The boy started. "My mother? Oh, my mother, she went with me to the
recruiting office and saw me take the oath. She is satisfied now."

For some moments the girls stood silent, unable to find their voices.
Then Jane said, her eyes glowing with a deep inner light, "Mr.
Kellerman, I am proud of you."

"Thank you, Miss Brown; it does me good to hear you say that. But you
have always been good to me."

"And I want you to come and see me before you go," said Jane as she gave
him her hand. "Now will you take us out through the crowd? We must get
along."

"Certainly, Miss Brown. Just come with me." With a fine, soldierly tread
the young Jew led them through the crowd and put them on their way. He
did not shake hands with them as he said good-bye, but gave them instead
a military salute, of which he was apparently distinctly proud.

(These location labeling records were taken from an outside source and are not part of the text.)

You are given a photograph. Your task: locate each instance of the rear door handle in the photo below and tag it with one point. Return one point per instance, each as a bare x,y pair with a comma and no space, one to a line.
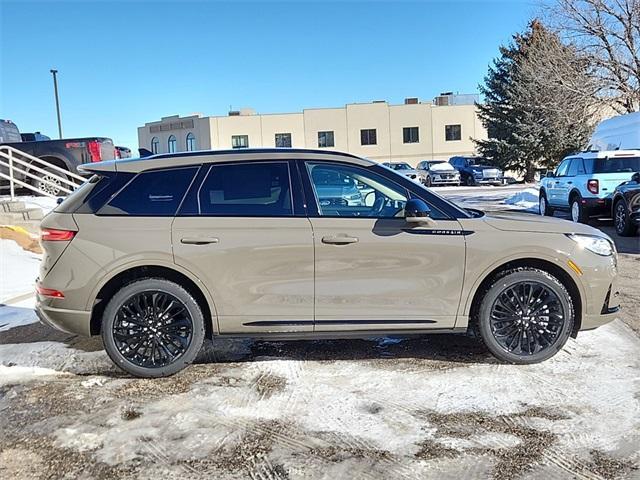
339,239
199,240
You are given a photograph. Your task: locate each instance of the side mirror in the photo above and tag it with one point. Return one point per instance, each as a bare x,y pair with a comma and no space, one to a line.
416,211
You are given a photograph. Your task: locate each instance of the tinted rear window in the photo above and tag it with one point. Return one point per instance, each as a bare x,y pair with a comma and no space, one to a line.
155,193
78,196
613,165
249,189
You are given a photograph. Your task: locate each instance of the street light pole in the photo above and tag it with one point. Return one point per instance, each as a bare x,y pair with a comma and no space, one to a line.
55,89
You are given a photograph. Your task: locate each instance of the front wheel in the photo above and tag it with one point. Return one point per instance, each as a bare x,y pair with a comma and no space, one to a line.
152,328
622,220
525,316
50,184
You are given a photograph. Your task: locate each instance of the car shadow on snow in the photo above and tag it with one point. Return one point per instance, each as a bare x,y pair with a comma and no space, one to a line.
434,348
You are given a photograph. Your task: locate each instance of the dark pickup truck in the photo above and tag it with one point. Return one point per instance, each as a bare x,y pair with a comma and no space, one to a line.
66,153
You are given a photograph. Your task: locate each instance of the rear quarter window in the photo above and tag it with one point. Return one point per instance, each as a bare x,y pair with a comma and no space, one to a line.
153,193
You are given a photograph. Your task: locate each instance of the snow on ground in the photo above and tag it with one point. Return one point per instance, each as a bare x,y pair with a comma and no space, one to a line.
526,199
18,270
32,201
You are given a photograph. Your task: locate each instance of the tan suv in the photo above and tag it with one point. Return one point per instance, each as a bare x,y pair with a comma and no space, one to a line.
157,254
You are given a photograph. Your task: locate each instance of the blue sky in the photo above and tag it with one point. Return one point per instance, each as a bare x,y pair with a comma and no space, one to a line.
122,64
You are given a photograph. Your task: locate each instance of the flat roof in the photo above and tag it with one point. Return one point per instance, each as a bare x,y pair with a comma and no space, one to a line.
180,159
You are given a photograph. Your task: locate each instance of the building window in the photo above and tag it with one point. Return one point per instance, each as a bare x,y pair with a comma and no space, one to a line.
171,144
283,140
410,135
240,141
452,132
368,137
191,142
325,139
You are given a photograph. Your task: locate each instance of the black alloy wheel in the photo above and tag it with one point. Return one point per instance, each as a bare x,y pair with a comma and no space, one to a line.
152,328
525,316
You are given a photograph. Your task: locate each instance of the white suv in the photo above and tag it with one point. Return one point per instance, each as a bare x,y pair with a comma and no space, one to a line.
584,182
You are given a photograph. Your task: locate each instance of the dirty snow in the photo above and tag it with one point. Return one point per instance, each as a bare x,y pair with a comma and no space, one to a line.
525,200
18,271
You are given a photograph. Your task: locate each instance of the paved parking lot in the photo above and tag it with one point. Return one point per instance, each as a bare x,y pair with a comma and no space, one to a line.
421,407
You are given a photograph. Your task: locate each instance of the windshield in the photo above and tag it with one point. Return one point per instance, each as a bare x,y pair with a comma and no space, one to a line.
613,165
401,166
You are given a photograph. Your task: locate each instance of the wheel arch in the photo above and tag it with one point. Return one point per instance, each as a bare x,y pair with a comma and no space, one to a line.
577,297
108,288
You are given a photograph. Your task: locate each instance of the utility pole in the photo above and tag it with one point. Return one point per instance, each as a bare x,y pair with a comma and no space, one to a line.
55,89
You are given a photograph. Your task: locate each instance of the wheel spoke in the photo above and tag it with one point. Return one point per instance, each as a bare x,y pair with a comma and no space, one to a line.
152,329
526,318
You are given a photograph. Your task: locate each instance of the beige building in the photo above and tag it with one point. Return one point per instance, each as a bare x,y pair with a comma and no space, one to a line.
409,132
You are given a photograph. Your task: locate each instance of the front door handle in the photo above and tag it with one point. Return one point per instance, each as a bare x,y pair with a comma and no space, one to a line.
199,240
339,239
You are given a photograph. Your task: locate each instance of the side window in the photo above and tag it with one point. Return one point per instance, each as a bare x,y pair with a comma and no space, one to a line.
576,168
347,191
562,169
151,194
247,189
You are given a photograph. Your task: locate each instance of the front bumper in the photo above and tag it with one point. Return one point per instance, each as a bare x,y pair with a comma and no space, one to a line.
597,206
70,321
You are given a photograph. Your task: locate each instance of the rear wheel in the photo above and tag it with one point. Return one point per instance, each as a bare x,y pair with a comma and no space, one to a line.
152,328
622,220
545,209
579,213
49,183
525,316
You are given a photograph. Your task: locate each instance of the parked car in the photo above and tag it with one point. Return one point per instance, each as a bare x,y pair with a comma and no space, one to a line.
626,206
438,172
584,183
475,171
404,169
156,254
67,153
122,152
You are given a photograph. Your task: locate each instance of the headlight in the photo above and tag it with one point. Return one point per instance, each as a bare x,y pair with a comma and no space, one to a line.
597,245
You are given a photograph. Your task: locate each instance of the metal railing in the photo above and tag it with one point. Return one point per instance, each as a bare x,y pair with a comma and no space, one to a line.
14,161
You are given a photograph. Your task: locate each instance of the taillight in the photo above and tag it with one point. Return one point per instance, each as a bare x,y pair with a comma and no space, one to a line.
48,292
55,235
94,151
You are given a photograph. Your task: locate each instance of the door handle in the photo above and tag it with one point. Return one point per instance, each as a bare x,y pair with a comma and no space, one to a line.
199,240
339,239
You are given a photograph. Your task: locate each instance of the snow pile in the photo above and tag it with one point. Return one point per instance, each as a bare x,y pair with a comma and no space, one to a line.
524,200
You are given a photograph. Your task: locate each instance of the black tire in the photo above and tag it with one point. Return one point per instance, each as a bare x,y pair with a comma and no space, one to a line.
622,220
48,187
543,205
184,330
577,211
533,344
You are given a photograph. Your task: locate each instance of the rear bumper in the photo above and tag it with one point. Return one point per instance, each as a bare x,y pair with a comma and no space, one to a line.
70,321
597,205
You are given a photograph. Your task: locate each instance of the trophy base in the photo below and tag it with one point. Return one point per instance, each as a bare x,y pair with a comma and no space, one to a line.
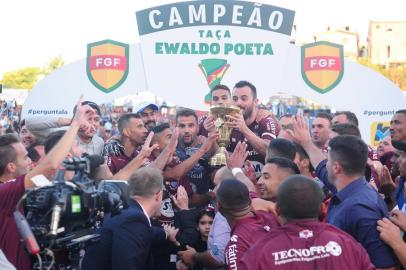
219,158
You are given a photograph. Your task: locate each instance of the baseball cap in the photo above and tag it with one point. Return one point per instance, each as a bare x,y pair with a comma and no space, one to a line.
143,105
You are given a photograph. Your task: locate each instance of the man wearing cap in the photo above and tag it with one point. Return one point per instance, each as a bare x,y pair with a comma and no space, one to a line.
149,114
247,226
303,242
92,144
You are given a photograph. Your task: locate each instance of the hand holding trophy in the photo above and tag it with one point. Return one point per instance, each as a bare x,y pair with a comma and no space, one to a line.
219,114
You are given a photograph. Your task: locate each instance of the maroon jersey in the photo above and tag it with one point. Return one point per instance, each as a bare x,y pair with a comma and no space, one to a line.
306,245
10,193
267,129
245,233
168,208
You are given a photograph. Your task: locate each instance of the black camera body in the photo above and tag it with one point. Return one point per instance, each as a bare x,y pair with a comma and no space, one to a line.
64,216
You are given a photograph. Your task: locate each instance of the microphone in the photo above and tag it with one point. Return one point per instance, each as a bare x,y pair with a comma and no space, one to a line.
26,233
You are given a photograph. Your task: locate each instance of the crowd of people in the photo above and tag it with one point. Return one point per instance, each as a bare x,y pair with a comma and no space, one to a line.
291,196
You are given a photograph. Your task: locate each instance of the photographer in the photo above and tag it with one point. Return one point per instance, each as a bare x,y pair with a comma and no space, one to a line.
126,239
14,166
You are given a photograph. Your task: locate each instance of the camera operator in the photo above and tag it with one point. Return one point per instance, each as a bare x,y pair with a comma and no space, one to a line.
16,179
126,239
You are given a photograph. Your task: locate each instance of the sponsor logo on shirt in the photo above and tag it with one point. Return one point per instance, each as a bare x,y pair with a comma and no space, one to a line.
307,254
231,255
305,234
166,208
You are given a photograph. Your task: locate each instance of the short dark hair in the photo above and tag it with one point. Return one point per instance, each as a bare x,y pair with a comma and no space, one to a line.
324,115
125,119
303,155
159,128
352,118
351,152
401,111
295,192
52,139
284,163
33,153
346,129
146,182
220,87
206,211
233,195
280,147
7,152
185,113
241,84
93,105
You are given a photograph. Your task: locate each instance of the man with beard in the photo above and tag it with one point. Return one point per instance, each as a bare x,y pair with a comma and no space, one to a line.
88,140
149,114
221,96
356,207
247,128
194,156
321,129
398,126
132,135
275,171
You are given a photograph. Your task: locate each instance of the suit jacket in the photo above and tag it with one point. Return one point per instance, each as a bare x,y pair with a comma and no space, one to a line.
125,242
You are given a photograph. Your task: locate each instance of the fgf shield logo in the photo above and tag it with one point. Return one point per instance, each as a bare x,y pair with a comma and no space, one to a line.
107,64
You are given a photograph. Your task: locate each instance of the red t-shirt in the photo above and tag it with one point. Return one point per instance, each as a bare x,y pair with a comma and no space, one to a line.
306,245
10,193
267,129
245,233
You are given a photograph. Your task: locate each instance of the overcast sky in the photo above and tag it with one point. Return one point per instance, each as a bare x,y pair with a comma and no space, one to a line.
33,32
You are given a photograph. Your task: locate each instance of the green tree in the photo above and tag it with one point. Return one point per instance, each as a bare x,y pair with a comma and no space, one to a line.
27,78
24,78
52,65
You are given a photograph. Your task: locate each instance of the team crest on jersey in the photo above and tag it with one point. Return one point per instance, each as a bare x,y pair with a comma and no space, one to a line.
322,65
305,234
107,64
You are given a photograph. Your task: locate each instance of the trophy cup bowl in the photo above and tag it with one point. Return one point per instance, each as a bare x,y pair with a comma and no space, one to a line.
219,113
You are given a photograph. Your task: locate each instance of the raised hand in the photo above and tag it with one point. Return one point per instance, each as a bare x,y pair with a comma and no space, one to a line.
83,114
208,123
238,157
389,232
399,218
147,149
237,121
187,255
181,200
209,142
171,233
301,131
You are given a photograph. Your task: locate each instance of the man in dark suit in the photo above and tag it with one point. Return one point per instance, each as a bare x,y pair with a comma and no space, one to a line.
126,239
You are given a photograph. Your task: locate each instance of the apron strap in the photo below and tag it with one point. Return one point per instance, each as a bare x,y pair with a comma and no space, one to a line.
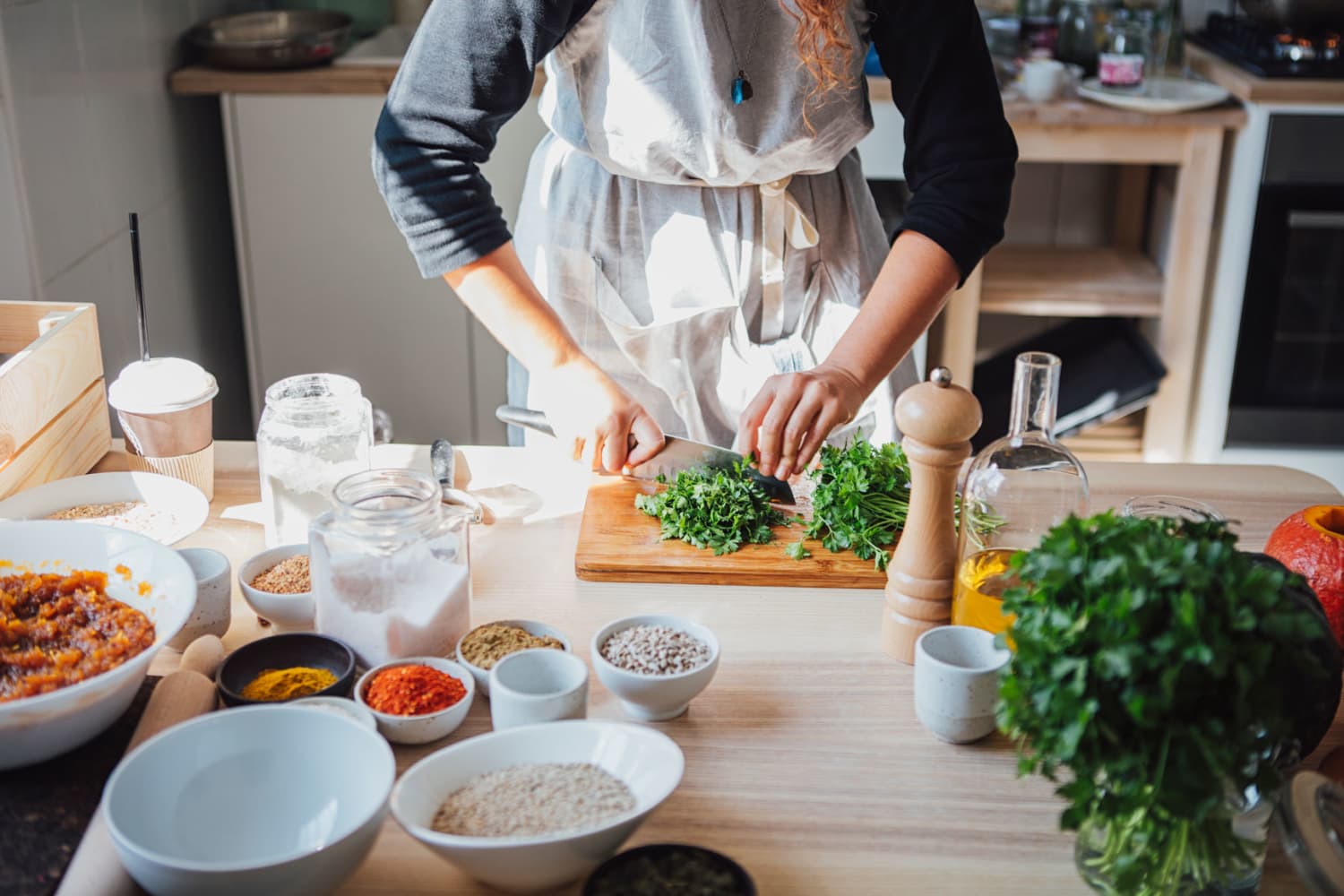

"Tell me, Jane," said Ethel, as they set off down the street, "am I
awake? Is that little Kellerman, the greasy little Jew whom we used to
think such a beast?"

"Isn't he splendid?" said Jane. "Poor little Kellerman! You know, Ethel,
he had not one girl friend in college? I am sorry now we were not better
to him."

The streets were full of people walking hurriedly or gathered here and
there in groups, all with grave, solemn faces. In front of The Times
office a huge concourse stood before the bulletin boards reading
the latest despatches. These were ominous enough: "The Germans Still
Battering Liege Forts--Kaiser's Army Nearing Brussels--Four Millions
of Men Marching on France--Russia Hastening Her Mobilisation--Kitchener
Calls for One Hundred Thousand Men--Canada Will Send Expeditionary Force
of Twenty-five Thousand Men--Camp at Valcartier Nearly Ready--Parliament
Assembles Thursday." Men read the bulletins and talked quietly to each
other. They had not yet reached clearness in their thinking as to how
this dread thing had fallen upon their country so far from the storm
centre, so remote in all vital relations. There was no cheering--the
cheering days came later--no ebullient emotion, but the tightening of
lip and jaw in their stern, set faces was a sufficient index of the
tensity of feeling. Canadians were thinking things out, thinking keenly
and swiftly, for in the atmosphere and actuality of war mental processes
are carried on at high pressure.

As the girls stood at the corner of Portage Avenue and Main waiting for
a crossing, an auto held up in the traffic drew close to their side.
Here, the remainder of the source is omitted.